Bill Gates: China investiert mehr in Atomkraft als die Welt

Von Coco Liu
Im Wettlauf um die Entwicklung der nächsten Generation von Kernreaktoren macht China den USA und anderen Ländern zunehmend Konkurrenz, sagt der Tech-Milliardär Bill Gates.
„Ihre Arbeit im Bereich Fusion und Kernspaltung ist sehr beeindruckend“, sagte der Microsoft-Mitbegründer über Chinas Bemühungen um Innovationen im Nuklearbereich. Das Land investiere mehr in die Fusion „als der Rest der Welt zusammen, und zwar doppelt so viel“, fügte er hinzu.
China hat einen deutlichen Vorsprung bei der Entwicklung und Herstellung einer breiten Palette umweltfreundlicher Lösungen, darunter Elektroautos, Solarmodule und Batterien sowie für die Energiewende wichtige Materialien wie Seltene Erden. Moderne Kernreaktoren sind einer der wenigen Bereiche, in denen China einen ähnlich großen Vorsprung noch nicht erreicht hat.
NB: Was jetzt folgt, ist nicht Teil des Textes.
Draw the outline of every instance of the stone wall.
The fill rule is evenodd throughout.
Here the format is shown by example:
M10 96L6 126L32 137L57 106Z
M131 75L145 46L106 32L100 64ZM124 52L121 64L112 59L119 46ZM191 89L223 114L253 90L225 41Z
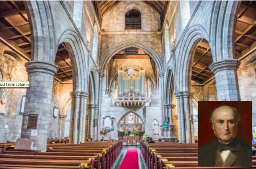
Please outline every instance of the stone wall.
M214 79L202 86L195 85L199 84L194 81L192 84L192 91L198 101L217 100L216 84Z
M162 124L162 119L161 116L161 109L159 106L145 106L146 112L146 125L145 133L152 137L152 122L154 120L156 120L159 125ZM161 134L160 127L159 126L159 134Z
M56 80L54 81L52 88L52 96L51 102L50 116L50 129L48 132L49 138L58 137L58 124L59 114L67 114L67 110L63 111L69 103L71 96L70 92L73 91L72 80L68 81L67 84L61 84ZM67 83L66 82L66 83ZM58 108L58 115L54 118L53 117L53 111L54 107Z
M160 15L156 11L142 1L121 1L103 15L102 30L104 32L123 32L125 13L134 9L139 10L141 13L141 31L157 31L160 29Z
M132 9L140 9L141 29L124 29L126 10ZM132 41L149 47L159 58L163 56L159 14L142 2L121 1L103 16L101 29L100 53L102 63L106 59L104 58L106 56L105 55L116 49L114 46ZM113 47L114 49L111 50Z
M12 51L7 46L0 43L1 56L6 50ZM26 60L19 55L15 57L16 65L11 71L11 80L27 80L28 74L24 65ZM7 140L15 142L20 137L23 115L19 113L21 100L22 96L26 95L26 88L7 88L7 90L6 112L0 115L0 142L2 142ZM8 125L7 129L4 129L5 125Z
M237 70L241 100L252 101L252 126L256 126L256 71L253 64L241 65Z

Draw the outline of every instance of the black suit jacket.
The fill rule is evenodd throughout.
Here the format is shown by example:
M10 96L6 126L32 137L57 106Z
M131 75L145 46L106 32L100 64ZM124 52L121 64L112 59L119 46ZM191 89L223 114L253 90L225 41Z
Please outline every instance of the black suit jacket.
M235 137L234 144L236 148L239 149L237 155L239 166L251 167L252 161L252 144L237 137ZM218 148L218 139L198 149L198 166L213 167L214 166L215 156Z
Für die Atomindustrie gibt es weltweit viele Hürden, darunter behördliche Genehmigungen, den Aufbau einer Lieferkette für Brennstoffe der nächsten Generation und, im Falle der Fusion, die Bereitstellung von Nettoenergie überhaupt erst.
Dennoch wächst das Interesse an kleinen modularen Reaktoren und der Kernfusion, da die Länder verzweifelt nach neuen Energiequellen suchen, um den wachsenden Bedarf an Rechenzentren zu decken. In den USA werden Rechenzentren bis 2035 voraussichtlich rund 9 % des gesamten Stromverbrauchs ausmachen – mehr als doppelt so viel wie 2024, wie aus einem im April veröffentlichten Bericht von BloombergNEF hervorgeht. Diese steigende Nachfrage wird laut einem aktuellen Bericht von Bloomberg Intelligence zu einem Boom der Atomenergie-Ausgaben in Höhe von 350 Milliarden Dollar führen.
Gates sieht in der Kernenergie eine Möglichkeit, Rechenzentren mit dem benötigten Strom zu versorgen und gleichzeitig die Stromkosten zu senken. Künstliche Intelligenz treibe die Stromrechnungen in die Höhe, ein Trend, der laut Gates durch die zunehmende Verbreitung von Wärmepumpen und Elektroautos noch verstärkt werde. Zwar verfüge man in den USA über reichlich Erdgasvorkommen – der Brennstoff würde im Jahr 2023 fast die Hälfte der Stromerzeugung des Landes ausmachen –, doch „unsere Erdgasvorräte sind nicht unbegrenzt“, sagte er.
Auf lange Sicht werde wahrscheinlich entweder Kernspaltung oder Kernfusion die günstigste Methode zur Stromerzeugung sein, fügte er hinzu. Derzeit seien jedoch sowohl die Fusions- als auch die fortschrittliche Kernspaltungstechnologie noch kostspielig und unerprobt.
Breakthrough Energy Ventures – eine von Gates gegründete Klima-Investmentfirma – hat mehrere Atom-Startups finanziert, darunter den Fusionspionier Commonwealth Fusion Systems und TerraPower, das Kernspaltungsreaktoren der nächsten Generation entwickelt. Letzteres wurde ebenfalls von Gates gegründet.
Im Gegensatz zu anderen kohlenstofffreien Energiequellen wie Wind- und Solarenergie wird die Kernenergie von der Trump-Regierung unterstützt. Bei einem Gipfeltreffen in Utah im Oktober verkündete US-Energieminister Chris Wright: „Atomkraft wird wieder sexy.“ Bevor er ins Energieministerium wechselte, war er Vorstandsmitglied bei Oklo Inc., einem kleinen Startup für modulare Reaktoren.
Immer mehr große Technologieunternehmen – von Microsoft bis hin zu Google von Alphabet Inc. – haben Stromabnahmeverträge mit Atom-Startups abgeschlossen, um ihre zukünftige Stromversorgung zu sichern. Doch Gates sagt, es sei noch ein weiter Weg, bis diese Startups Strom in großem Maßstab liefern könnten.
„Die Kernenergie wird insgesamt erst im Jahr 2035 einen riesigen Beitrag zur Stromversorgung von Rechenzentren leisten, vorausgesetzt, alles läuft gut“, sagte er.